Schmerzhafter Gang

Den Unterdrückten eine Stimme: Die Alajotas Dance Company aus Nigeria zeigte auf Kampnagel „Onidundun – Die sprechende Trommel“

von KARIN LIEBE

Hart schlägt der Tänzer auf die Trommel. Nicht mit der Hand, sondern mit einem seltsamen hakenförmigen Ding. Es erinnert an chirurgisches Besteck, an eines dieser kleinen Folterinstrumente beim Zahnarzt. Hier, bei der Deutschlandpremiere von Onidundun – Die sprechende Trommel auf Kampnagel, wird das hakenförmige Ding sogar um den Hals geschlungen – den eigenen wie den fremden. Und dem Zuschauer schnürt es die Kehle zu.

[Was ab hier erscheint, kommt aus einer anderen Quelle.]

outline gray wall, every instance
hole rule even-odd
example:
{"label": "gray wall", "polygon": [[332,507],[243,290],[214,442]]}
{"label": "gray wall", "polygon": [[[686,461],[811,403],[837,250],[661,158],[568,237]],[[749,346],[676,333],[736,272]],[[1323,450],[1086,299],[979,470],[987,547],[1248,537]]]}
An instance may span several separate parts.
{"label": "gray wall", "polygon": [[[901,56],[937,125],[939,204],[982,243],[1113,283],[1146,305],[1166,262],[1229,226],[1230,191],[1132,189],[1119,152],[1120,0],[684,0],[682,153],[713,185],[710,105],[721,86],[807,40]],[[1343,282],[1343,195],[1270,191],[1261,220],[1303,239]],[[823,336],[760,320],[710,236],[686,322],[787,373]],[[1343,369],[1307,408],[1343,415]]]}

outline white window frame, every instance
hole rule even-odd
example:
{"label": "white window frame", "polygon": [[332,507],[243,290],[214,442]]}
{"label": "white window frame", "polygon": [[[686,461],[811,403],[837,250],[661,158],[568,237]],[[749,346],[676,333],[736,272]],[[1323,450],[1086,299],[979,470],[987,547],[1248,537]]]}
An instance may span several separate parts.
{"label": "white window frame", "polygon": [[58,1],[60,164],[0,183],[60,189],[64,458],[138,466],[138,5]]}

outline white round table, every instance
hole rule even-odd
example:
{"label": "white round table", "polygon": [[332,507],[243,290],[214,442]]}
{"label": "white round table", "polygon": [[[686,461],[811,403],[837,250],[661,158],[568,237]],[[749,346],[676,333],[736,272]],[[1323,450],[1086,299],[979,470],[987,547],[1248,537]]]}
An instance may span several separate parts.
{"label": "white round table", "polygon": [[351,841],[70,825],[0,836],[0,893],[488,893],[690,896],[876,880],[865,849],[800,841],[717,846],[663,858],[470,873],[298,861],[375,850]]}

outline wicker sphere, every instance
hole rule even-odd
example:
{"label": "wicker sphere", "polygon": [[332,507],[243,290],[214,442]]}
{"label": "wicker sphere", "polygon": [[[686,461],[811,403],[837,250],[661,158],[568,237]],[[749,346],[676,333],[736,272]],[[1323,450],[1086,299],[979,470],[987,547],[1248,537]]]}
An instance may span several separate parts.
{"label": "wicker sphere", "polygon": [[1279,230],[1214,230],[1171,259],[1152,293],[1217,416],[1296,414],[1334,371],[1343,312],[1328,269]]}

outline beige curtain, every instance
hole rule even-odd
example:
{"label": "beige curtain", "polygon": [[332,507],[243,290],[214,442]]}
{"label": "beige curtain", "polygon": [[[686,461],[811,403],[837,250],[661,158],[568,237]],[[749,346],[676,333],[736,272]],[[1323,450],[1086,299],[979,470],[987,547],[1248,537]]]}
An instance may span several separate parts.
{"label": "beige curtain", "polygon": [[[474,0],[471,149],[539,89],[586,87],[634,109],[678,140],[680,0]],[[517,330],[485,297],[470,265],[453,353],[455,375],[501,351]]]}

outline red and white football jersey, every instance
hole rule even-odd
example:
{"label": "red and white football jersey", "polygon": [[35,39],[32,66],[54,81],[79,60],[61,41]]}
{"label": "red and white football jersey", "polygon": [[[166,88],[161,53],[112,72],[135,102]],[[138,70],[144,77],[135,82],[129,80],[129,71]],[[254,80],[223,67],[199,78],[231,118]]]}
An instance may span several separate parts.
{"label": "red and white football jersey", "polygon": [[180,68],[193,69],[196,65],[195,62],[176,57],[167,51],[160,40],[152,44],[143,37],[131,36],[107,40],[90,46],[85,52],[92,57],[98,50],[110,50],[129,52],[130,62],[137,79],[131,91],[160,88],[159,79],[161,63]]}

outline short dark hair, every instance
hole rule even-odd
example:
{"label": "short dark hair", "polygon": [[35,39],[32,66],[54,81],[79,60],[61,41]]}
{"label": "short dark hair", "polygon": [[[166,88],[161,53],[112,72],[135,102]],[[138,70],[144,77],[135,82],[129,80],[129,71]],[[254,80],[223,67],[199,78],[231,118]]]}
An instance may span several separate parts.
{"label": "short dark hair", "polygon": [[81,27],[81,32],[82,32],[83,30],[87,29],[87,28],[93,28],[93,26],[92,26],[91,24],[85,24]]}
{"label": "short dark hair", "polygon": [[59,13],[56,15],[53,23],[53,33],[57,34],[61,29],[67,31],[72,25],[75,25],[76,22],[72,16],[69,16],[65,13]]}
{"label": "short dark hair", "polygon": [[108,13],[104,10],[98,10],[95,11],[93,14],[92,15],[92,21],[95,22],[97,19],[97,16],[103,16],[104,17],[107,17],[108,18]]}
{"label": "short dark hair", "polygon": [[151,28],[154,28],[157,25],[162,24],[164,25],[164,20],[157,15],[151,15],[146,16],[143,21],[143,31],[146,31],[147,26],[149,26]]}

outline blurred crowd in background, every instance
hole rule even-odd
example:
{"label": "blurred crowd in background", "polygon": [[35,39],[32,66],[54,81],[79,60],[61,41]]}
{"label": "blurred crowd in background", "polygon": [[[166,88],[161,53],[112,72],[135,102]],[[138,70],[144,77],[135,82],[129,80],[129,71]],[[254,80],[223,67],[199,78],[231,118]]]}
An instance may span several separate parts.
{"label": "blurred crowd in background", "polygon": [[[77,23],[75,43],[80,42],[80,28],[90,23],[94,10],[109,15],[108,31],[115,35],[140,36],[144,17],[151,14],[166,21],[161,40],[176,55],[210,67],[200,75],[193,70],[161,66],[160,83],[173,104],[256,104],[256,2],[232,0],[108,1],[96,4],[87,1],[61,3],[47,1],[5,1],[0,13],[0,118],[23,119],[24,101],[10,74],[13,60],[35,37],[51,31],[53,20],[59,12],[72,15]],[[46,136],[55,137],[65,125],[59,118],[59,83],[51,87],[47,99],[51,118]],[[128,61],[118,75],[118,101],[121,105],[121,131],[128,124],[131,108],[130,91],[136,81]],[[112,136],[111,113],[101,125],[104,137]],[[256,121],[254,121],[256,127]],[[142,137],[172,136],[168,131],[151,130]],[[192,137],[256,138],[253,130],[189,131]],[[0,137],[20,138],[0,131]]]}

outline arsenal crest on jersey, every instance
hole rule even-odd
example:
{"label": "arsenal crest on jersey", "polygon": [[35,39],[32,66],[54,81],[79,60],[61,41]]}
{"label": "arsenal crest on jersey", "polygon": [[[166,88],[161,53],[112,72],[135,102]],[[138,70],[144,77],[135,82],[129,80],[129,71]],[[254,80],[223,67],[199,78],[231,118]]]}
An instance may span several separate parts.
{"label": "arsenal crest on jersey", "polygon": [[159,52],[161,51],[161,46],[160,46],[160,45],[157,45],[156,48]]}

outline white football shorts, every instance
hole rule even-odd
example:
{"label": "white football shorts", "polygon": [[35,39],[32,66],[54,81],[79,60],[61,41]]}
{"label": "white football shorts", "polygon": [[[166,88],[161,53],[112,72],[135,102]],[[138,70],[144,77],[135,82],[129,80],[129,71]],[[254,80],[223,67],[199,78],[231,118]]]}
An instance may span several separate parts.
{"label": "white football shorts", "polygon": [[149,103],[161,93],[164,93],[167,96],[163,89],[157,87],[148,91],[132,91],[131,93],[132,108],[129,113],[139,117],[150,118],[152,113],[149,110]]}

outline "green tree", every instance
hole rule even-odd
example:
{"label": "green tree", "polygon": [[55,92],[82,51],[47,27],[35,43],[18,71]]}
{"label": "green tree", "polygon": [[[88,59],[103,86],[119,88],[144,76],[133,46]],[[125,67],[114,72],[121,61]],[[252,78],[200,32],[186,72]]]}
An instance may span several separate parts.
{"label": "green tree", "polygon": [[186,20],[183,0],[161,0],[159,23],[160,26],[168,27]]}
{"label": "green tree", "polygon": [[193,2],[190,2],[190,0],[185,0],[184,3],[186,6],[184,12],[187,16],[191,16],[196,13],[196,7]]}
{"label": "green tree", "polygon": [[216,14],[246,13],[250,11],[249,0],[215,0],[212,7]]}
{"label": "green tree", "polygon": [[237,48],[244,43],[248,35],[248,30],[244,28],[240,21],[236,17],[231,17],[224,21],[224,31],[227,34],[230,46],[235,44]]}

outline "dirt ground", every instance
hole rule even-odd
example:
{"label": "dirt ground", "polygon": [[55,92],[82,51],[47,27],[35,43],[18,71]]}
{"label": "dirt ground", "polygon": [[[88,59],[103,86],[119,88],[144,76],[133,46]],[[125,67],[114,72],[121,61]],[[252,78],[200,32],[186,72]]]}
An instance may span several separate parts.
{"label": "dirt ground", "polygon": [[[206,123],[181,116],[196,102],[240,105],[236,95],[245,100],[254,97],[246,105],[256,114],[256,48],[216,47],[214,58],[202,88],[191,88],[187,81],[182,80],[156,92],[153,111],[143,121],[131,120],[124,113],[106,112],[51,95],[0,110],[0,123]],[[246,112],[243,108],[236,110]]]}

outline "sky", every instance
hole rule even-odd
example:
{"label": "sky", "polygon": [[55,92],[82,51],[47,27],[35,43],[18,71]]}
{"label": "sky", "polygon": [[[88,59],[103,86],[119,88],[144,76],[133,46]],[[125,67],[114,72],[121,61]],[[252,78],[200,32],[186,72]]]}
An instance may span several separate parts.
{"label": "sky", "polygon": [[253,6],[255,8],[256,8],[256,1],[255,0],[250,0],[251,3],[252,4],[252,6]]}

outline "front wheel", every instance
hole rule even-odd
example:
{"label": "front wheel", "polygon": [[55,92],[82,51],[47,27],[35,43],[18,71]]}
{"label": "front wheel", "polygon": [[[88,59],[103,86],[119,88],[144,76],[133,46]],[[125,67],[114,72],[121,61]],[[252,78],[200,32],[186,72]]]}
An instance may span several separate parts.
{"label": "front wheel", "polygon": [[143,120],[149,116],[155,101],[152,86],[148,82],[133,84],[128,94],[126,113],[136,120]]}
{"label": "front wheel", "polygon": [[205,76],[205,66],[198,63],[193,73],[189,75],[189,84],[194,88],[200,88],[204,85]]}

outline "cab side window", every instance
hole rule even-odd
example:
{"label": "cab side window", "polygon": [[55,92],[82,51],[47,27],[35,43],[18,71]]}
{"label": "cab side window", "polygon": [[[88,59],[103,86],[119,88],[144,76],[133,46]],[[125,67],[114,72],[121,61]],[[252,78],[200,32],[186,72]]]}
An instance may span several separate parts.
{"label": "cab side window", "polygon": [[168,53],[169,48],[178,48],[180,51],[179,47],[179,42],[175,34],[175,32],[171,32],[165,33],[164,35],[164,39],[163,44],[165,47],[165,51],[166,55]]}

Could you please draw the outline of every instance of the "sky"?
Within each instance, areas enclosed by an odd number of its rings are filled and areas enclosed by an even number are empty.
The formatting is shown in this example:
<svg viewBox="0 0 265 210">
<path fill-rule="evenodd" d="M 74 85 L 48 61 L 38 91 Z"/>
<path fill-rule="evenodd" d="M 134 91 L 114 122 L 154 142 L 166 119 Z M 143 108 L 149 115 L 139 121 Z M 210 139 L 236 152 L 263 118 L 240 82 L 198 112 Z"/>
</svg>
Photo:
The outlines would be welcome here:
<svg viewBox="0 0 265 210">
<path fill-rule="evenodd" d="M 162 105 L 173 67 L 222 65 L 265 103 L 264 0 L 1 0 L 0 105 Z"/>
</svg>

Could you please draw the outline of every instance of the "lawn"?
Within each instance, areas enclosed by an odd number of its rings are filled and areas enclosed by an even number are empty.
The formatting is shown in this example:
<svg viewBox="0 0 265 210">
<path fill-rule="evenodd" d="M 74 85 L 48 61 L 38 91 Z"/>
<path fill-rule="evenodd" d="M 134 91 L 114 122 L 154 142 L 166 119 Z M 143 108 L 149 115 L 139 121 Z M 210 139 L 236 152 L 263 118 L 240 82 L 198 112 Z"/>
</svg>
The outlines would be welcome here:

Demütigen, schlagen, foltern, töten: Die Sprache der Gewalt ist universell. Selbst wenn man nichts über das Heimatland der Alajotas Dance Company weiß – sie kommt aus Nigeria –, ahnt man, dass für die Tänzer konkrete Gewalt und die Angst vor Gewalt zum Alltag gehören. Eben noch haben die vier Tänzer ihre nackten Oberkörper in geschmeidigen Wellen vibrieren lassen oder sie wie Federvieh aufgeplustert, da wirft der kräftigste sich einen schmächtigen über die Schulter, als wäre er ein nasser Sack. Der Kräftige schlingt Teile eines dicken Seils, das vielfach verknotet von der Decke hängt, um den Schmächtigen. Er schleift den Willenlosen über den Boden, tritt ihn dann, schlägt ihn.

Quälend ist das für den Zuschauer, und er will wissen: Wer kämpft hier gegen wen? Oder besser: Wem geschieht Gewalt, ohne dass er sich auch nur ansatzweise dagegen wehrt? Wer ist Unterdrücker und Unterdrückter, wer ist Folterer und Knecht? Sind es Stammesfehden, ist es brutale Regierungsmacht?

Onidundun, so informiert das magere Programmheft, basiert auf einer afrikanischen Legende, „nach der die sprechende Trommel alle Klänge und Emotionen der Welt enthält und so auch den Unterdrückten und Außenseitern eine Stimme verleiht“. Auch von einer „impulsiven, authentischen Körpersprache, die vom kreativen Potenzial kultureller Unterschiede lebt“, ist da die Rede. Ach, so. Und dass der Choreograf und Leiter der Alajotas Dance Company, Christopher Abdul Yisa Onibasa, der in Nigeria Symbolfigur der Künstlerszene sei, in Frankreich mit europäischem Tanz in Berührung kam.

Selbstverständlich kann man westliche Tanzelemente in Onibasas Choreografie entdecken: An klassisches Ballett erinnern die vielen Hebefiguren, auch Spitzentanz ist zu sehen. Doch wenn ein Tänzer auf nackten Zehenspitzen läuft, ist das kein graziles Getrippel, sondern wirkt eher wie ein schmerzhafter schwankender Gang auf verstümmelten Füßen. Und man denkt mit Schaudern an die Amputationen, die nach der Scharia-Gesetzgebung im islamischen Norden Nigerias gegen Straftäter verhängt werden.

Auch Steine sind auf der Bühne zu sehen. Die einzige Frau, die sich sonst völlig im Hintergrund hält und nur manchmal verhalten mittanzt, rollt von einem großen Steinhaufen Steine wie Bocciakugeln in die Bühnenmitte. Einen großen, unbehauenen Stein bearbeitet sie rhythmisch mit zwei kleinen. Ein ganz einfacher Takt, in den die zwei Musiker an den Trommeln und am Syntheziser einsteigen. Steine können also nicht nur töten, sondern verbinden als die ursprünglichsten Musikinstrumente Menschen miteinander.

Nicht nur Gewalt und die Angst vor ihr werden hier gezeigt. Doch der Sinn der fröhlichen, ausgelassenen Tänze ist verblüffenderweise viel schwieriger zu erschließen. Zwar könnte man sich auch einfach an den geschmeidigen Körpern erfreuen, den luftigen Sprüngen, dem gockelhaften Gestelze. Doch was wird hier gefeiert? Einer bückt sich, reibt mit dem Zeigefinger etwas vom Boden, leckt daran, ein anderer macht es ihm nach. Rituale, die das Säen oder die Ernte oder das Leben an sich preisen? Wieder zu Hause, wird der Partner befragt: Was weißt du von Nigeria?